At the end of the Second World War, the neighborhoods west of campus consisted of middle-class Jewish, Catholic, and mainline Protestant families. Today the synagogues–there were 60–are gone from a largely African-American community. Some of the traditional Christian institutions remain, but residents now worship in growing numbers of Pentecostal churches, mosques, and small storefront chapels.

In the fall about 30 undergraduates met weekly in a salmon-colored seminar room in Civic House to explore the changing religious traditions and communities in West Philadelphia. Weekly discussions were interspersed with frequent visits to places of worship and interviews with congregations and their leaders.

"West Philadelphia is a patchwork of neighborhoods, all of which have a slightly different story," remarks Professor E. Ann Matter, the instructor for Religious Studies 310: Religious Diversity in West Philadelphia. "Most of the communities we visited weren’t there 50 years ago. We went to a Baptist church that used to be a synagogue," and an elderly woman who spoke with the class once attended a Methodist church that is now a mosque. Matter is a medievalist and studies the history of Christianity, what she calls the "footprint" left by the religion in culture. "I’m interested in how religions work and what they mean to people."

Matter developed the course with the help of academic interns funded by the Program in Universities, Communities of Faith, Schools and Neighborhood Organizations (see "Reaching Out Together").

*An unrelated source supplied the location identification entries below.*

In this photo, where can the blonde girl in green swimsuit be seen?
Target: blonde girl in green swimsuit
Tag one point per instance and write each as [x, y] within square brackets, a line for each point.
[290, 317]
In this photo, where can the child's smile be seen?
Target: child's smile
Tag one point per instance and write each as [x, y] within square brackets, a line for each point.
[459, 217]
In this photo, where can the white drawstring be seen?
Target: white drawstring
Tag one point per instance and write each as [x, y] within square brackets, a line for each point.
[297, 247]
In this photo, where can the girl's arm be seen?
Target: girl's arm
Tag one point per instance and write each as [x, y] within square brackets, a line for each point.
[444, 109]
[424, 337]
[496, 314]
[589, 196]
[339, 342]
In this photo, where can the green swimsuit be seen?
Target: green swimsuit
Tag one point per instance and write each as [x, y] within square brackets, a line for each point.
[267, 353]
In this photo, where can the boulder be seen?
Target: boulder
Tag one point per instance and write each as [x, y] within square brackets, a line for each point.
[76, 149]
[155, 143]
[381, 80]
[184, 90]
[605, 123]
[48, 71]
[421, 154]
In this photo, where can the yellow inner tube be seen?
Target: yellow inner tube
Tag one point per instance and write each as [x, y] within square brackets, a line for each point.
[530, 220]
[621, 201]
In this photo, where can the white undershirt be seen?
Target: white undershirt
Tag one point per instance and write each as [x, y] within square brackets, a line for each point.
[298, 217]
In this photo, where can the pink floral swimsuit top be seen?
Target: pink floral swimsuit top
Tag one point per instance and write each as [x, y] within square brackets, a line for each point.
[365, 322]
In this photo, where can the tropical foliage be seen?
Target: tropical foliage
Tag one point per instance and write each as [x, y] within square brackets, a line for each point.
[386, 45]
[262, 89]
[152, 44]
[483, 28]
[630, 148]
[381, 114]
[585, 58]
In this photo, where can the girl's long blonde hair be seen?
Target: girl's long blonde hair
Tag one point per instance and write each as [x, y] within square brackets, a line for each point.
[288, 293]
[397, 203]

Most of the students, she says, come to the course with strong religious convictions. The frequent visits to diverse faith communities have helped break open clichéd views and stereotypes many hold regarding traditions outside their own. Speaking directly to people in the local community, feeling the authenticity and vitality of their devotion, challenges assumptions in a way large lecture courses do not. "I couldn’t have told them [many of the things they learned]–they would never have believed me–but they saw it for themselves. . . . A course like this gets students into the neighborhoods, and they see things they wouldn’t normally see in the path between the library, the lecture hall, and the dormitory."